Looking at your site (VERY pink!) there are a lot of images, which is good for humans, but the googlebot doesn't see them, you need more text, especially keywords, especially the h1 tag which tells google what the site is about. No alt text for pictures, very bad for accessibility for blind people and a waste in terms of SEO.


----------



## funkytshirts (Jul 26, 2010)

Thanks david very useful information. writing text is a complete ball ache, however i think it might just have to be done!


----------



## PositiveDave (Dec 1, 2008)

Try downloading the Lynx text browser, it will let you see your website as Google sees it.


----------



## jrobertbaird (Jul 27, 2010)

I think Google ad words work well if you pick and choose your words carefully as not to spend so much.


----------



## EnMartian (Feb 14, 2008)

If you hire a reputable SEO firm, they can do a lot for you, including running PPC campaigns. Of course, the good firms aren't cheap, but the payback is that you get people working for you who do this sort of thing every day and have taken time to figure out all the tricks. 

If you elect to do it yourself, make sure you have the very latest data. Google just did an algorithm update in May (I think it was May) and every time they do an update it changes things. Google doesn't like it when web site creators figure out how to manipulate the results, so they change things every so often.


----------



## NateUGP (Jul 26, 2010)

Google Adwords. It's like the whole teach a man to fish analogy. 

Play around with Google Adwords. Set a daily limit of something like $3 and then use some keywords to see how much they normally go for and the position you would be. Just budget $30 for 30 days and do some research.


----------



## onlinebisnes (Jul 27, 2010)

NateUGP said:


> Google Adwords. It's like the whole teach a man to fish analogy.
> 
> Play around with Google Adwords. Set a daily limit of something like $3 and then use some keywords to see how much they normally go for and the position you would be. Just budget $30 for 30 days and do some research.

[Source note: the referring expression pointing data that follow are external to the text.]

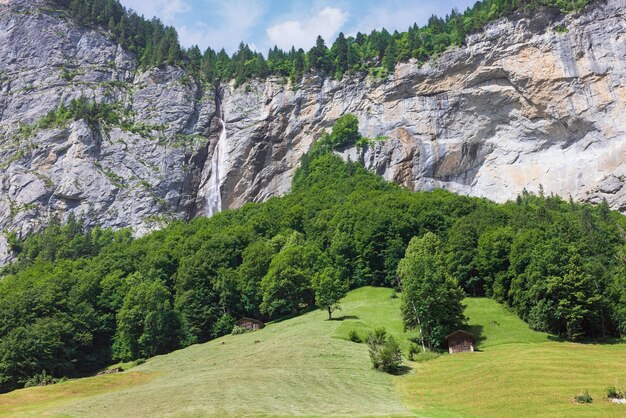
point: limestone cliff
(521, 105)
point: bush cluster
(384, 351)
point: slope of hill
(523, 100)
(301, 367)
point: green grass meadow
(306, 366)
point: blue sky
(265, 23)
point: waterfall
(214, 184)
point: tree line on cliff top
(76, 299)
(376, 53)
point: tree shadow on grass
(344, 317)
(599, 340)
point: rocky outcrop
(521, 105)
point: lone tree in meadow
(431, 299)
(329, 289)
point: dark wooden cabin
(460, 342)
(250, 324)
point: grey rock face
(520, 106)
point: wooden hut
(460, 342)
(250, 324)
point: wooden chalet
(250, 324)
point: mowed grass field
(517, 372)
(305, 366)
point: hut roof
(460, 333)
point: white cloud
(232, 21)
(166, 10)
(302, 33)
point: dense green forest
(75, 299)
(377, 53)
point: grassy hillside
(294, 367)
(306, 366)
(517, 372)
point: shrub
(584, 398)
(43, 379)
(385, 352)
(413, 350)
(613, 393)
(354, 336)
(237, 330)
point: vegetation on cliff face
(74, 300)
(377, 53)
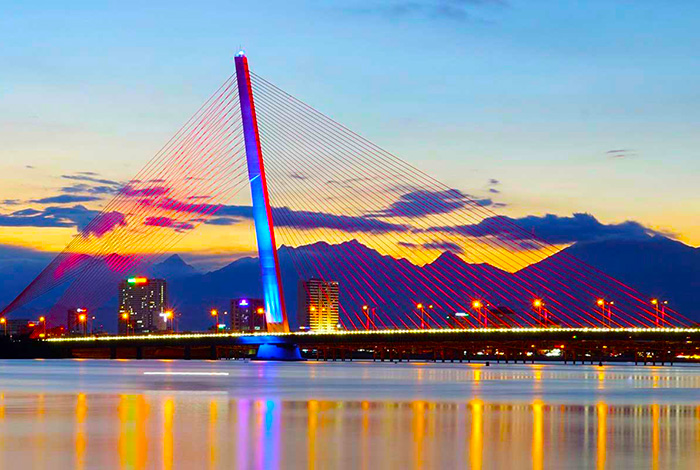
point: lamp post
(477, 306)
(215, 313)
(125, 319)
(421, 309)
(607, 312)
(541, 310)
(82, 318)
(365, 311)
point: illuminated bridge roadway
(576, 345)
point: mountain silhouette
(657, 266)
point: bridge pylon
(275, 312)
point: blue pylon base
(278, 352)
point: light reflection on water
(458, 421)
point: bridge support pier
(278, 352)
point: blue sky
(572, 106)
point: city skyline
(573, 155)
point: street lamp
(421, 309)
(538, 305)
(125, 317)
(82, 318)
(660, 310)
(607, 314)
(478, 305)
(215, 313)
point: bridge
(424, 268)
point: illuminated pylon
(275, 312)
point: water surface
(128, 415)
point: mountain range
(657, 266)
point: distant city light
(187, 373)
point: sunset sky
(545, 107)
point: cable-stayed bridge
(409, 252)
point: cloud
(90, 176)
(186, 207)
(52, 216)
(104, 223)
(83, 188)
(433, 245)
(168, 222)
(65, 199)
(422, 202)
(453, 10)
(551, 228)
(621, 153)
(286, 217)
(443, 246)
(150, 191)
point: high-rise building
(74, 326)
(248, 315)
(142, 305)
(318, 304)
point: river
(129, 414)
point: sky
(546, 107)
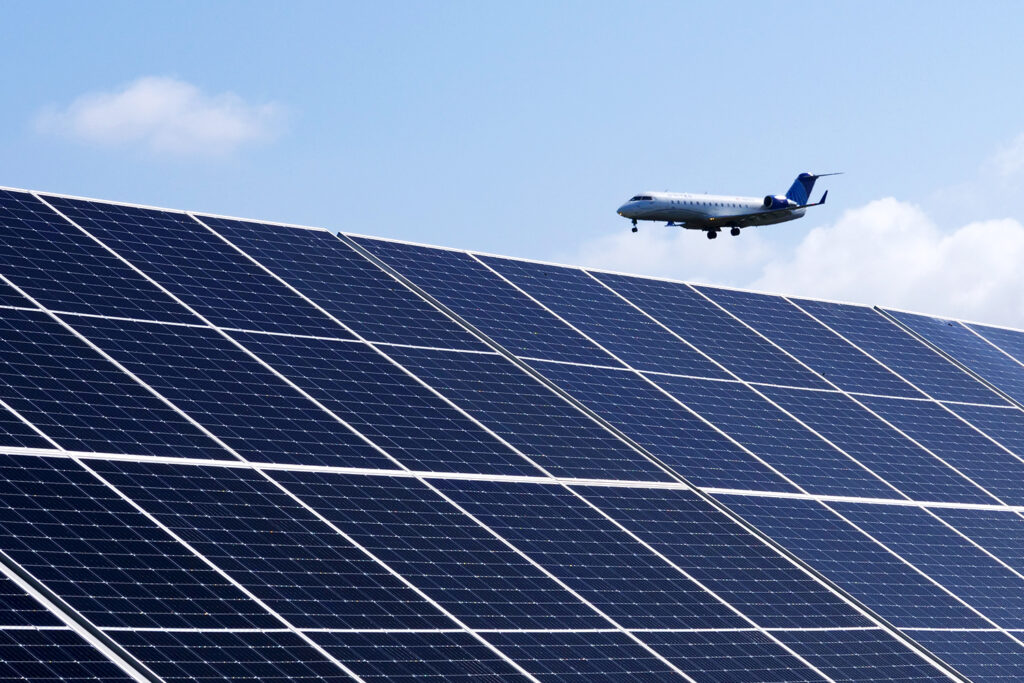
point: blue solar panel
(100, 555)
(1006, 425)
(944, 556)
(977, 354)
(780, 440)
(16, 608)
(527, 415)
(345, 284)
(417, 656)
(854, 656)
(857, 563)
(10, 297)
(453, 559)
(231, 656)
(877, 445)
(614, 572)
(583, 656)
(733, 655)
(1011, 341)
(230, 394)
(998, 531)
(901, 352)
(823, 351)
(607, 319)
(52, 655)
(208, 274)
(957, 443)
(664, 427)
(710, 329)
(488, 303)
(65, 269)
(260, 537)
(728, 560)
(387, 406)
(81, 399)
(983, 655)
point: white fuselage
(698, 211)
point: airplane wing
(751, 218)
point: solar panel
(236, 450)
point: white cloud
(164, 116)
(1010, 160)
(887, 253)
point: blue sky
(517, 128)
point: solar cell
(198, 655)
(664, 427)
(946, 557)
(485, 301)
(10, 297)
(1011, 341)
(64, 269)
(527, 415)
(605, 317)
(998, 531)
(453, 559)
(901, 352)
(1006, 425)
(387, 406)
(595, 558)
(417, 656)
(780, 440)
(260, 537)
(229, 393)
(89, 546)
(16, 608)
(192, 262)
(583, 656)
(978, 355)
(822, 350)
(730, 655)
(82, 400)
(345, 284)
(877, 445)
(710, 329)
(957, 443)
(983, 655)
(864, 568)
(724, 557)
(57, 654)
(854, 656)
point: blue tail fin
(800, 190)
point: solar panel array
(242, 450)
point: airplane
(712, 212)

is it possible to select particular days in week for the campaign run automatic?
means we want the campaign to run only on Tuesday until Friday every week. Is that possible?


----------



## PositiveDave (Dec 1, 2008)

no problem!


----------



## NateUGP (Jul 26, 2010)

onlinebisnes said:


> is it possible to select particular days in week for the campaign run automatic?
> means we want the campaign to run only on Tuesday until Friday every week. Is that possible?


yes it is. when you're setting up a campaign it'll be in the options (click view all options ... or whatever the wording is) 

here is more info: Ad scheduling - AdWords Help


----------



## mads (Jul 31, 2010)

EnMartian said:


> If you elect to do it yourself, make sure you have the very latest data. Google just did an algorithm update in May (I think it was May) and every time they do an update it changes things. Google doesn't like it when web site creators figure out how to manipulate the results, so they change things every so often.


You shouldn't really manipulate it to begin with. There is really only one good way of doing SEO –*building lots of links, and making sure that your markup (HTML code) is semantic and optimized for search engines.

Basikboy:
I just looked through the code on your site and it doesn't look good. I don't know who built your site, but they certainly didn't optimize it for SEO. If you don't know how to do SEO yourself, consider changing your shopping cart system to one with SEO built-in, or hire someone else to do it. If your current system is flexible enough (lets you edit the template code) you could do a lot without committing to a new system or a contract with a firm.

Here are some ressources:
- Wikipedia article to get you started
- Posts about web design and usability on SEOMoz (a very popular SEO blog)
- Posts about On-page issues on SEOMoz


----------



## NateUGP (Jul 26, 2010)

Also, links from Facebook and Twitter help with being found on Google. Link your accounts so that anything you publish on a blog/website get automated on your Facebook and Twitter profiles.


----------



## Basikboy (Aug 28, 2007)

I have a link on my website to my Facebook and Twitter page how should i go about relinking them back to my website?


----------



## mads (Jul 31, 2010)

Basikboy said:


> I have a link on my website to my Facebook and Twitter page how should i go about relinking them back to my website?


There should be a “website” field in the Facebook / Twitter profile editors.


----------



## Basikboy (Aug 28, 2007)

Oh, ok. I did that when i first signed up.


----------



## vadan (Mar 9, 2010)

He very first and most important factor is to look at ur site content, layout, structure and keywords. If any if these are nor up o scratch, no matter how much spend on google keywords and seo companies it'll make no difference. The only thing that matters is how google see your sites organic content.


----------